US hiring points to resilience in economy
175,000 jobs created in May keeps alive speculation Fed will scale down easing
Reuters in Washington
US employers stepped up hiring in May in a show of economic resilience that suggests the Federal Reserve could begin to scale back the amount of cash it is pumping into the banking system later this year.
The United States added 175,000 jobs last month, labour department data showed yesterday.
The unemployment rate ticked a tenth of a percentage point higher to 7.6 per cent, in a relatively hopeful sign as it was driven by more workers entering the labour force.
Still, after a winter in which the economy seemed to be turning a corner, May was the third consecutive month that payrolls outside the farm sector increased by less than 200,000.
Speculation has grown that the Fed could begin reducing its support for the economy by trimming bond purchases as soon as this fall, and yesterday's jobs data did little to change expectations.

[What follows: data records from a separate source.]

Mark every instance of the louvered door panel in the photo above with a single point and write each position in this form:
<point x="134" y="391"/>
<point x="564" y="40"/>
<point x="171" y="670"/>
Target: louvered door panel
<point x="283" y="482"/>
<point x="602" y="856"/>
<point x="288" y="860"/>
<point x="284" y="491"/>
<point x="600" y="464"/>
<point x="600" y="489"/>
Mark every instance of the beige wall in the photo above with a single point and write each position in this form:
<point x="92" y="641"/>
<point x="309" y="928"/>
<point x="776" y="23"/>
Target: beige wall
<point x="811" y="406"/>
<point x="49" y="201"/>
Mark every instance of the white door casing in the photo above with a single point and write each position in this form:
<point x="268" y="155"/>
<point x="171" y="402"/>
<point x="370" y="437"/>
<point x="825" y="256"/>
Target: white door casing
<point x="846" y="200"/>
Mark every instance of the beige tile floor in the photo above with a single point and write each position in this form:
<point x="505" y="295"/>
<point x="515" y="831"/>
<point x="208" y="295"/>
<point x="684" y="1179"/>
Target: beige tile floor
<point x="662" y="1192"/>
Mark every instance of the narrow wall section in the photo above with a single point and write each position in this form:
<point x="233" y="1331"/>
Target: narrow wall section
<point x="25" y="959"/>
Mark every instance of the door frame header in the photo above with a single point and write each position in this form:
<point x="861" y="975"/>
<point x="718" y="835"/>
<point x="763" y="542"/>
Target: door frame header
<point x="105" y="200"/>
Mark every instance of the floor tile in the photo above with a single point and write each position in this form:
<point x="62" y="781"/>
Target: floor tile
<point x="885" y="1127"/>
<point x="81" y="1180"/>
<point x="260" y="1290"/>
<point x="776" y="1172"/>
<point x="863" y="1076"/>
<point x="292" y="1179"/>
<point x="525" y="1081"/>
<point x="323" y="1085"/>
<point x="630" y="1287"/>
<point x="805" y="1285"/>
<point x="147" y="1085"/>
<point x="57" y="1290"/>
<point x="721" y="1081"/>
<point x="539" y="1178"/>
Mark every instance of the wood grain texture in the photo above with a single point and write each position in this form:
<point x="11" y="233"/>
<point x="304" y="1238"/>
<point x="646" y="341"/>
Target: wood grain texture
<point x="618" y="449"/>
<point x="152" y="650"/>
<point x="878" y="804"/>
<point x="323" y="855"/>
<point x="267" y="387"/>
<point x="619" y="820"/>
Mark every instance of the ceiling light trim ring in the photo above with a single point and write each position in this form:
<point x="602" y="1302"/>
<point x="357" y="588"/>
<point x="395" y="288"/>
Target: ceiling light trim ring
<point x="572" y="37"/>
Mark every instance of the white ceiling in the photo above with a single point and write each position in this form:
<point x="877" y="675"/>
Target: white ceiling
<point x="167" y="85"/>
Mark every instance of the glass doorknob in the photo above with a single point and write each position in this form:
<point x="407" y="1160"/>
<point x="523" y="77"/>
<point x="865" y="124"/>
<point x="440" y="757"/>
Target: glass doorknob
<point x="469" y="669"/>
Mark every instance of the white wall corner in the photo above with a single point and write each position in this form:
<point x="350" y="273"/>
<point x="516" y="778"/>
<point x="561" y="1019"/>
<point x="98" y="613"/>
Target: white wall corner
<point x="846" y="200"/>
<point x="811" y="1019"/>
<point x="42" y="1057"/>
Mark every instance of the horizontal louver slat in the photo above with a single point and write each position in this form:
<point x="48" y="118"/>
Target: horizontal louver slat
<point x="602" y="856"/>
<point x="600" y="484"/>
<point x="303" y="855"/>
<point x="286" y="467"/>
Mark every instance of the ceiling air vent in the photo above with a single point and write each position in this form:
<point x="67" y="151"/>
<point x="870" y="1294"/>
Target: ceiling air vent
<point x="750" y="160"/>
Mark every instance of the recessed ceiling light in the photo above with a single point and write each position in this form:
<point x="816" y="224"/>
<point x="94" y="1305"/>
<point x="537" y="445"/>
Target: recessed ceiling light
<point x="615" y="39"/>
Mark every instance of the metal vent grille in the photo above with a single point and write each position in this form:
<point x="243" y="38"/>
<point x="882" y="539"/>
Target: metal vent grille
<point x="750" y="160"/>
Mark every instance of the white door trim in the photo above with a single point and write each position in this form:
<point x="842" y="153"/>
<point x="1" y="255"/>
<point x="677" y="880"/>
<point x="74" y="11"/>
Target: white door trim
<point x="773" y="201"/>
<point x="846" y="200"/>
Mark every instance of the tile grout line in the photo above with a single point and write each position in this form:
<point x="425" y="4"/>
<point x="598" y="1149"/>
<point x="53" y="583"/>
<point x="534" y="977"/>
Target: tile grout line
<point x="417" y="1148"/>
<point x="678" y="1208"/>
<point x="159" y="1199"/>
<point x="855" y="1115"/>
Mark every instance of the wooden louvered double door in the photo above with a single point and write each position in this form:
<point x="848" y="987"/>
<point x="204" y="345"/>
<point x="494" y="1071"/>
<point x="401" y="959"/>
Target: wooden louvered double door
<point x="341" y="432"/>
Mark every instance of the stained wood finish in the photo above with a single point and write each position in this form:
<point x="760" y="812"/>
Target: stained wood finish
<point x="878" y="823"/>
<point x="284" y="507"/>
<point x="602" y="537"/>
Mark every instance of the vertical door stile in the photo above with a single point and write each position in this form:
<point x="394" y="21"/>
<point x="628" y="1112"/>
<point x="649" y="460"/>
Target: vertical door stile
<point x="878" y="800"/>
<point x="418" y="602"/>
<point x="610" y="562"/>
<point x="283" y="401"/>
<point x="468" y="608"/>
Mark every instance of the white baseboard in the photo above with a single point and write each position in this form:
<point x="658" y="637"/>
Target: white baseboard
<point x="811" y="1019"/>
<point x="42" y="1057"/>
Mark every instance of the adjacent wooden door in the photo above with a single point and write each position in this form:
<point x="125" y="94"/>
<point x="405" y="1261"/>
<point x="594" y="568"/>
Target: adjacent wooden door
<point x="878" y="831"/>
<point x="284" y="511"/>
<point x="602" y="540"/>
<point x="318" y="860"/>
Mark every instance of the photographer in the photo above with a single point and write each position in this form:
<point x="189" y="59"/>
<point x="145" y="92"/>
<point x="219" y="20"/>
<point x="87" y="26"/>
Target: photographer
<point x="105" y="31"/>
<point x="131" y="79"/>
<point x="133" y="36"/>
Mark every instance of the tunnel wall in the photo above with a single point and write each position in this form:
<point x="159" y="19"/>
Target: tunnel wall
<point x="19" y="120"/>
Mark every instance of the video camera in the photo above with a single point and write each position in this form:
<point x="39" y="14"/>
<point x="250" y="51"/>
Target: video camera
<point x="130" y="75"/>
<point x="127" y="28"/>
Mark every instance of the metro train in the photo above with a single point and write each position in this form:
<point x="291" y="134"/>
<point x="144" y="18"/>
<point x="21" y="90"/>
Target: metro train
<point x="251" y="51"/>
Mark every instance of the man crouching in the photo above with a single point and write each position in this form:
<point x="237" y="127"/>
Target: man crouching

"It's not great, but it's good. It leaves the tapering talk still on the table," said Steve Blitz, chief economist at ITG in New York.
Investors seemed to take the data as a sign the economy was weathering an increase in government austerity this year. The US stock market rose in early trading after the data. The Dow Jones Industrial Average rose 0.4 per cent points to 15,106 points after the market opened while the Standard & Poor's 500 index rose 0.5 per cent to 1,629 points. The US dollar strengthened against the euro and the yen.
Fed officials have said they could be close to reducing bond purchases despite modest economic growth, which is not expected to pick up until late in the year.
About 4.4 million Americans have been unemployed for more than six months, roughly 3 million more than pre-recession levels.